In parallel with this effort we began to rethink how we were upgrading to new JRuby releases at Looker. Our basic methodology had always been to try moving forward to newer JRuby releases and see what the issues were. Thinking about where we were and what we had seen up to this point, it occurred to us that we had it backwards — we should be testing pre-release versions of JRuby and giving feedback so that we could use the release when it came out.

As the JRuby development team was working on the 9.2.12.0 release we began to experiment with how to plug pre-release versions of JRuby into our stack and run them through our Jenkins CI flow. Even though the JRuby team does publish nightly builds it turned out to be a difficult problem, because between rbenv, bundler, and warbler we could find no automated way to pick one up and use it.

Our second bitter setback came when the JRuby team released JRuby 9.2.12.0, our “Looker version”, and we hit a second multithreading bug. We returned to the JRuby development team with our results and they agreed to do JRuby 9.2.13.0 with a fix to our second issue.

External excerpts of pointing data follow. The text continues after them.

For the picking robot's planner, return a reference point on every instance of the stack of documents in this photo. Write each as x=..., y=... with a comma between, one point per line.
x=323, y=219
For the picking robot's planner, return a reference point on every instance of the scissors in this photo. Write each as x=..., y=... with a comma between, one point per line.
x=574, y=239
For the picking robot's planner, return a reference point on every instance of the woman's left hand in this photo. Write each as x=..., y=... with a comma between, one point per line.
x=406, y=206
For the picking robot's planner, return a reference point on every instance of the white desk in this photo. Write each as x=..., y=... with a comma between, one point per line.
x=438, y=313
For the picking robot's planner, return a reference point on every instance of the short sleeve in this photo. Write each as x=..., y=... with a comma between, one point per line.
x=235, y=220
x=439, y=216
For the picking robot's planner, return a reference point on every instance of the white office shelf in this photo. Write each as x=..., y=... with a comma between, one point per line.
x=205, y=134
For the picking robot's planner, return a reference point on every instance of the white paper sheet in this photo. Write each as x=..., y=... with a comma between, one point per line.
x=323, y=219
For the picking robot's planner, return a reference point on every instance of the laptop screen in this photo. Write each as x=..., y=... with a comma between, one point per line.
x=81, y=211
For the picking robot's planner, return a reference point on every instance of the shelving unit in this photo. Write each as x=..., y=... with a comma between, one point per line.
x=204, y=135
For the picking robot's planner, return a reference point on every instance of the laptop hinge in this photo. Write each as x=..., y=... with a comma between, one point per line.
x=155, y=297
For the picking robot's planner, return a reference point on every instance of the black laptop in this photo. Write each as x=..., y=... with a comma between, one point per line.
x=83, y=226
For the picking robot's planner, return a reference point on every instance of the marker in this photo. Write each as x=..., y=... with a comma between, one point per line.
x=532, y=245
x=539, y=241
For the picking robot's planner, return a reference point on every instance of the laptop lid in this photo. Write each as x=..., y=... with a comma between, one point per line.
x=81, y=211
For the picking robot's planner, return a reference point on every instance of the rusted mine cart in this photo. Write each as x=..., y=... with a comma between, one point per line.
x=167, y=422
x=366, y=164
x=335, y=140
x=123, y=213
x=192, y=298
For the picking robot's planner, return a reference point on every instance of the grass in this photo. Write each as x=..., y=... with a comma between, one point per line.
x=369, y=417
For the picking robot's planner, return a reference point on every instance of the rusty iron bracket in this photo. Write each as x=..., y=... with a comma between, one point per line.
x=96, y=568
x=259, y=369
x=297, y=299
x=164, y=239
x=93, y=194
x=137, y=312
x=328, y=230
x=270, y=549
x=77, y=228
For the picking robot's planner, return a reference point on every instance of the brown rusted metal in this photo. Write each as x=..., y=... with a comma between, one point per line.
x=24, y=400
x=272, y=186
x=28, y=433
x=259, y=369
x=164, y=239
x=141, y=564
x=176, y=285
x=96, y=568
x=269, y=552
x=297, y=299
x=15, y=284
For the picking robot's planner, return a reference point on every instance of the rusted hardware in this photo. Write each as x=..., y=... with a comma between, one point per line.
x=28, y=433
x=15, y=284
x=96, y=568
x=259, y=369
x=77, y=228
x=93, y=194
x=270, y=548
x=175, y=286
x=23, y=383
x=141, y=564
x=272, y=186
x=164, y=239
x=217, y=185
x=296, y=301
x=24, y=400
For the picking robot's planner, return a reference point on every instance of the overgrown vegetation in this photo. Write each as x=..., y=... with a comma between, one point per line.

However, by this point we had developed a flow where we could manually build our Looker warbler jar artifact and run it through our Jenkins Cucu-based integration test suite. Given our new technique to “flip the paradigm”, as JRuby 9.2.13.0 was being developed we could test in parallel. As the JRuby development team worked we did several iterations of building the JRuby 9.2.13.0 branch, building our Looker jar using the custom JRuby, and running the Cucu tests. At the end, success! We were able to move to JRuby 9.2.13.0.

OpenJDK11

We needed a few more code changes to support OpenJDK11, but they were straightforward. After changing how we instantiate Nashorn and fixing an issue with casting classloaders, Looker was running with OpenJDK11. When our internal production instance moved from JDK8 to OpenJDK11 we saw more performance improvements: cpu utilization down from ~25% to ~10%, http response time ~35% better, JVM heap usage down ~10%. During our interaction with the JRuby development team we learned that crediting these improvements entirely to OpenJDK11 is not quite fair, since JRuby itself has lots of JDK11-specific improvements which were enabled by the switch.

Host CPU utilization pre/post the OpenJDK8 -> OpenJDK11 upgrade (DataDog)

Next Steps

After this Java/JRuby upgrade project at Looker we have plenty of new ideas for how to make it smoother next time. We may build a Jenkins flow to build JRuby from source and run our CI flow using it, making it easier for us to move forward to new JRuby versions upon release. This could also be run with Java OpenJDK14 to set us up for that upgrade when we decide to take it on.

Conclusion

Even though it took over 9 months from start to finish, the JRuby/Java upgrade was a much needed modernization of the Looker software stack. Hopefully the example here and the project phases and issues we encountered will illuminate the work of anyone doing a project like this in the future.